Optimal Discrimination Between Two Pure States and Dolinar-Type Coherent-State Detection

We consider the problem of discrimination between two pure quantum states. It is well known that the optimal measurement under both the error-probability and log-loss criteria is a projection, while under an ``erasure-distortion'' criterion it is a three-outcome positive operator-valued measure (POVM). These results were derived separately. We present a unified approach which finds the optimal measurement under any distortion measure that satisfies a convexity relation with respect to the Bhattacharyya distance. Namely, whenever the measure is relatively convex (resp. concave), the measurement is the projection (resp. three-outcome POVM) above. The three above-mentioned results are obtained as special cases of this simple derivation. As for further measures for which our result applies, we prove that Renyi entropies of order $1$ and above (resp. $1/2$ and below) are relatively convex (resp. concave).
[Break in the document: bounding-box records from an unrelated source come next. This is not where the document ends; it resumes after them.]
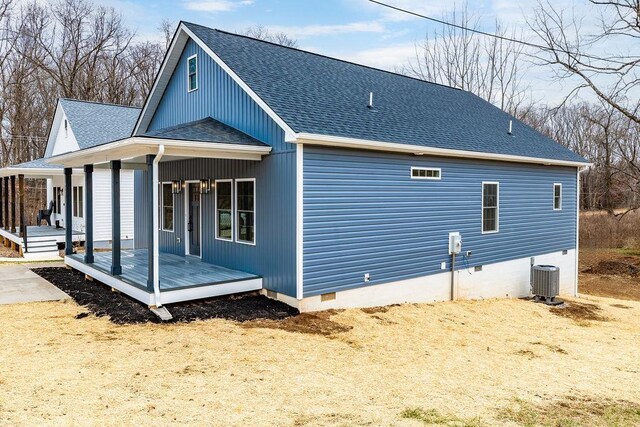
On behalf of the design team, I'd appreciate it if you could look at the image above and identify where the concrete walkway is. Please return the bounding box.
[0,264,69,304]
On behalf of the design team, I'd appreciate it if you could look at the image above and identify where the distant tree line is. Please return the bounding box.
[399,0,640,215]
[0,0,640,214]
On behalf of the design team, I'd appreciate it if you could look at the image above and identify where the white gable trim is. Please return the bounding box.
[133,23,295,142]
[44,100,80,157]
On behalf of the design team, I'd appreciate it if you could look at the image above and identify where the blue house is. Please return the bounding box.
[50,22,588,311]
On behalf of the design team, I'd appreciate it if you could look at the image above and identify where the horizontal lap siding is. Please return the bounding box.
[304,147,576,296]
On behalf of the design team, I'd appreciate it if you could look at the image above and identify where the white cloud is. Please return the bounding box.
[184,0,253,13]
[269,21,386,39]
[338,43,416,71]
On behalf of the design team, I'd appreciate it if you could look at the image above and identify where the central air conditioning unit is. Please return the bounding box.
[531,265,562,305]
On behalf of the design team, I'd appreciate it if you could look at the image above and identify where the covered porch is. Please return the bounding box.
[0,159,84,259]
[49,119,271,307]
[66,249,262,306]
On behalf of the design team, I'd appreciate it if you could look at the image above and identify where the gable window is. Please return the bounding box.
[236,178,256,244]
[553,184,562,211]
[215,180,233,241]
[411,167,442,179]
[187,55,198,92]
[73,187,84,218]
[162,182,173,231]
[482,182,500,233]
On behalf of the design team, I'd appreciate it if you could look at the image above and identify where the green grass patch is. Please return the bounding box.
[499,397,640,427]
[400,408,485,427]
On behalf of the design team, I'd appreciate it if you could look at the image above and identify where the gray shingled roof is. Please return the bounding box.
[60,98,140,149]
[142,117,267,146]
[184,23,586,162]
[11,158,62,169]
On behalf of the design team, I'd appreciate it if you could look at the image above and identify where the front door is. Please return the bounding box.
[187,182,200,256]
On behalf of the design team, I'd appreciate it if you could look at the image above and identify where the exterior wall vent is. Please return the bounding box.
[531,265,561,304]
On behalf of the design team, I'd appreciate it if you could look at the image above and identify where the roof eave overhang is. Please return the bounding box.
[0,166,77,179]
[295,133,591,168]
[47,137,271,168]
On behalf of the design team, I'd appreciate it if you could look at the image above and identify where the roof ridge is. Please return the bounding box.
[60,96,142,110]
[181,21,466,92]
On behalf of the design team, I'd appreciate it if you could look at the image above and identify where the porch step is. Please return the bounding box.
[23,237,58,255]
[149,306,173,322]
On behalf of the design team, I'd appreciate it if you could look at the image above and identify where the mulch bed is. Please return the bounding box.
[33,267,299,324]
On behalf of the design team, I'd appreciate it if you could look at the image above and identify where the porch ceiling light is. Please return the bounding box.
[171,181,182,194]
[200,179,211,194]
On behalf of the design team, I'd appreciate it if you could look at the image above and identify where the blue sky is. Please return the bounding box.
[105,0,600,103]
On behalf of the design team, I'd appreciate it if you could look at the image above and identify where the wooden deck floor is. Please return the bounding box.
[71,249,258,291]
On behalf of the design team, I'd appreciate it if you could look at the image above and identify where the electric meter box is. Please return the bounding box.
[449,231,462,255]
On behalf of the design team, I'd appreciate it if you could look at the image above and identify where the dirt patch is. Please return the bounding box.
[360,304,400,314]
[579,249,640,301]
[500,396,640,427]
[33,267,298,324]
[242,310,353,336]
[582,257,640,277]
[611,304,633,310]
[549,301,609,325]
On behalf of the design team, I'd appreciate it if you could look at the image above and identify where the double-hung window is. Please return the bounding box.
[482,182,500,233]
[215,179,233,241]
[162,182,173,231]
[553,184,562,211]
[73,186,84,218]
[236,178,256,244]
[187,55,198,92]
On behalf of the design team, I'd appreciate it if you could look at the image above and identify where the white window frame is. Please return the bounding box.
[216,179,236,242]
[480,181,500,234]
[233,178,258,246]
[160,181,176,233]
[411,166,442,181]
[551,182,562,211]
[187,53,198,93]
[71,185,84,219]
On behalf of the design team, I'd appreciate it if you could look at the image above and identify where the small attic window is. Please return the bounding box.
[187,55,198,92]
[411,167,441,179]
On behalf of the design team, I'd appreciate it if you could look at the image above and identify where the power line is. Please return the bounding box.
[369,0,637,65]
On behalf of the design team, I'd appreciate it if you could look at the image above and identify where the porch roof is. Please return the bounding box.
[47,128,271,167]
[143,117,268,147]
[0,157,80,178]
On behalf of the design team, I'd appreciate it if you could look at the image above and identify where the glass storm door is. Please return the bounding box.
[187,182,200,256]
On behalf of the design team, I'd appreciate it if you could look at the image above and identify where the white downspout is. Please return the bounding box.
[151,145,164,307]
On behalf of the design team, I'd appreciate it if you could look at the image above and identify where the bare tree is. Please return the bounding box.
[244,25,298,47]
[529,0,640,123]
[399,7,526,113]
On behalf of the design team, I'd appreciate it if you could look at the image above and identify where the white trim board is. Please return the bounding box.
[183,179,203,259]
[294,133,591,167]
[133,22,295,142]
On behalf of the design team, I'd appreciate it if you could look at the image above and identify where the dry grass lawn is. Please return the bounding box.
[0,296,640,426]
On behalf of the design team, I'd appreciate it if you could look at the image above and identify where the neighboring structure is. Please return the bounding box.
[0,98,140,258]
[49,23,588,311]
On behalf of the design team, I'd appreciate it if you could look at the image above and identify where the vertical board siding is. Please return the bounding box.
[148,40,291,152]
[304,147,576,297]
[136,152,296,297]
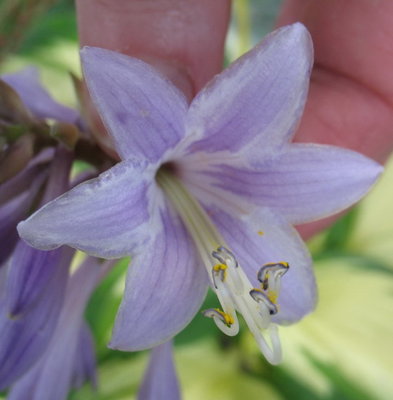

A special setting of great practical interest, is the discrimination between two coherent-light waveforms. In a remarkable work by Dolinar it was shown that a simple detector consisting of a photon counter and a feedback-controlled local oscillator obtains the quantum-optimal error probability. Later it was shown that the same detector (with the same local signal) is also optimal in the log-loss sense. By applying a similar convexity approach, we obtain in a unified manner the optimal signal for a variety of criteria.